Russia’s central bank has taken dramatic steps in recent weeks to intervene in the market, implementing policies to prevent investors and companies from selling the currency and other measures that force them to buy it. What has Moscow done to strengthen the ruble?

The central bank has more than doubled interest rates to 20%. This encourages Russian savers to keep their money in local currency. Exporters have been instructed to exchange 80% of their foreign exchange earnings for rubles instead of US dollars or euros. Russian stockbrokers have been banned from selling securities held by foreigners. Residents are not allowed to make bank transfers outside Russia. Russia has threatened to demand payment for gas in rubles, not euros or dollars.

These measures allowed Moscow to artificially create demand for the ruble. The problem facing policymakers is that with the Russian economy in a state of disarray, no one really wants to buy the currency on their own. When the restrictions are lifted, demand for the ruble will fall and its value will fall – perhaps dramatically.
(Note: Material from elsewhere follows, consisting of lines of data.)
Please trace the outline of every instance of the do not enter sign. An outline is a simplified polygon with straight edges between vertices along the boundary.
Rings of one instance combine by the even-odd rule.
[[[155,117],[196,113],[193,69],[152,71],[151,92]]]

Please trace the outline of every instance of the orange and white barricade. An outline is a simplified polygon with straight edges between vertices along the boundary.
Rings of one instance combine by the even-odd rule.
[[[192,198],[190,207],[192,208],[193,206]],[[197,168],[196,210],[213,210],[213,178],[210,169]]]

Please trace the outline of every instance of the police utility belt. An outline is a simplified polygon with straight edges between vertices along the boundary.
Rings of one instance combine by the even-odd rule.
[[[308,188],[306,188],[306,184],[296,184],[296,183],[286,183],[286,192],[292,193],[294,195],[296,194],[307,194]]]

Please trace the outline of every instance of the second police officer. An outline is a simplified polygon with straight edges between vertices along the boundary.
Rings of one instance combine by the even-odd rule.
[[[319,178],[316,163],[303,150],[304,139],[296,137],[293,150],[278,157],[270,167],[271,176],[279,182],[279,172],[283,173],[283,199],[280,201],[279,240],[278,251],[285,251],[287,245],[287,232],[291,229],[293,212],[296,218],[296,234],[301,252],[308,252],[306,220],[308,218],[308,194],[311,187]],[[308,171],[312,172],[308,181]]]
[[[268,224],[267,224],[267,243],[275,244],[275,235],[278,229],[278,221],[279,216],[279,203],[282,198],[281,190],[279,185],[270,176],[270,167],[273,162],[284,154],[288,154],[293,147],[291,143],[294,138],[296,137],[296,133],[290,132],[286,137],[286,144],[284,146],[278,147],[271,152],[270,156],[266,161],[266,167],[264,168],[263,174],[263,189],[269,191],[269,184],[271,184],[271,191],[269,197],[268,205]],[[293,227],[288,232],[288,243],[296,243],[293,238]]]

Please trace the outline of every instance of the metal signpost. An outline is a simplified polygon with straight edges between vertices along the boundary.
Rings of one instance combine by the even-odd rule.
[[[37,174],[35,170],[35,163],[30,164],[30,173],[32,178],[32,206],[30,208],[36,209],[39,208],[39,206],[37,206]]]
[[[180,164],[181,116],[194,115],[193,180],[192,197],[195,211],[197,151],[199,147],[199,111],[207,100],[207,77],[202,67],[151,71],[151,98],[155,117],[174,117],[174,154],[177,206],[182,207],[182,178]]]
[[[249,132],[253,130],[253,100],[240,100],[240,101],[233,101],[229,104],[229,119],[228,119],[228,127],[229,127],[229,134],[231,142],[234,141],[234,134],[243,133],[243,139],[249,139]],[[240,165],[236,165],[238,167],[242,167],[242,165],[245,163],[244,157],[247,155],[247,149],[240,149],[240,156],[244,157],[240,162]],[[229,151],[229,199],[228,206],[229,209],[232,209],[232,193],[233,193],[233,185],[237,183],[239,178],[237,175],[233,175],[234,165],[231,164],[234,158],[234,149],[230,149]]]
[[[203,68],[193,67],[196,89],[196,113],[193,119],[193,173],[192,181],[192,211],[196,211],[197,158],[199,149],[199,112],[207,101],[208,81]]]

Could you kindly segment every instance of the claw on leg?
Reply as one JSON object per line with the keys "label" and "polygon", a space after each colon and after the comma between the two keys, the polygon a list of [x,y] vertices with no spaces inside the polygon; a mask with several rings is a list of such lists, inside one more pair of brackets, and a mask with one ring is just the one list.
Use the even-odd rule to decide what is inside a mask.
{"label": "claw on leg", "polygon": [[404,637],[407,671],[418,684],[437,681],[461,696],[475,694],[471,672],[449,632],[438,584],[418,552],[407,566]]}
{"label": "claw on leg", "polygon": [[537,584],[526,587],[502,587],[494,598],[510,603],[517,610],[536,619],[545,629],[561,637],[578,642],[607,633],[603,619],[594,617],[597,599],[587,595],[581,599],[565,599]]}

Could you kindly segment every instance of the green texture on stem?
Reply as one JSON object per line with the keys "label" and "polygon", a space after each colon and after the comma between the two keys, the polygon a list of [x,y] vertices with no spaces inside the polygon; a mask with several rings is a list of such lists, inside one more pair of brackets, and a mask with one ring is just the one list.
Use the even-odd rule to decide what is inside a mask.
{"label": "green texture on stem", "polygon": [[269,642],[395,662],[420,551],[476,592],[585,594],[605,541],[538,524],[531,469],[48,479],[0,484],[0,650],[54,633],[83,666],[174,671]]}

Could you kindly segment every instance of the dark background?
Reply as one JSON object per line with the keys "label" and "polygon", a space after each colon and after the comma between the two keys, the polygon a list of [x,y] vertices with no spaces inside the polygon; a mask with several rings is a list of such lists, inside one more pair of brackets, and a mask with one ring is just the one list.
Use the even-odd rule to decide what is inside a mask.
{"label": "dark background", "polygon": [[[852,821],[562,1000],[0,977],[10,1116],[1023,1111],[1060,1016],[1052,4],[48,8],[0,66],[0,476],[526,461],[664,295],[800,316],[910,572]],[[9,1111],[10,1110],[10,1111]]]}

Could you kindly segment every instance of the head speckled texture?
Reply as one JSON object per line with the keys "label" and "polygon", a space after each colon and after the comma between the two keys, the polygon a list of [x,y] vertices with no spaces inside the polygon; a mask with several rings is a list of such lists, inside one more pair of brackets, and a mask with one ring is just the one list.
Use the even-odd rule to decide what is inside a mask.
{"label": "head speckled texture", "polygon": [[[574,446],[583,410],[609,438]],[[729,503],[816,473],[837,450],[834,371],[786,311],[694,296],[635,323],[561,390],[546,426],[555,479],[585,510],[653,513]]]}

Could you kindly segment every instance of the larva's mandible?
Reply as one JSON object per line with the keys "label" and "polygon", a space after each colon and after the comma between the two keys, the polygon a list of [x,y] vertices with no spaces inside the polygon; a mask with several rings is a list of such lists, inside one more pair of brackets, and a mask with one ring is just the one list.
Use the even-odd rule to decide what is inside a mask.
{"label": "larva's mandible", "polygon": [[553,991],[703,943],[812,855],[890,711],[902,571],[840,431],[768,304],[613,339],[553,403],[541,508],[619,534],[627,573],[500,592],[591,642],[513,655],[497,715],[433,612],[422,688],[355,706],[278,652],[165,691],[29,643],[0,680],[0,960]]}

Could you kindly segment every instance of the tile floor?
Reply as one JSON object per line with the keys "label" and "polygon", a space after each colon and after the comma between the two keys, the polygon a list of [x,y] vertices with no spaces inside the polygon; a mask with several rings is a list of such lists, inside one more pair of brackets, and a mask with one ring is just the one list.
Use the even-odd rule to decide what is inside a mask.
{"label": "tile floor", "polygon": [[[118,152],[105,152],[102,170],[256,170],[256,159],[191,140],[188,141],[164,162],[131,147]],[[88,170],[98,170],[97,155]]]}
The same goes for the Russian stock market. The MOEX benchmark rose when trading resumed a week ago after a long hiatus due to the war, but analysts say this is due to restrictions on investors, including a ban on short selling. Only 33 shares were allowed to trade when the market reopened. When trading extended to all stocks this week, the index fell again. With this in mind, the recovery of the ruble and the movements in the stock market should not be taken as an indication that the Russian economy is recovering. The country is facing its deepest recession since the 1990s and the economy will shrink by a fifth this year, according to a recent forecast by S&P Global Market Intelligence.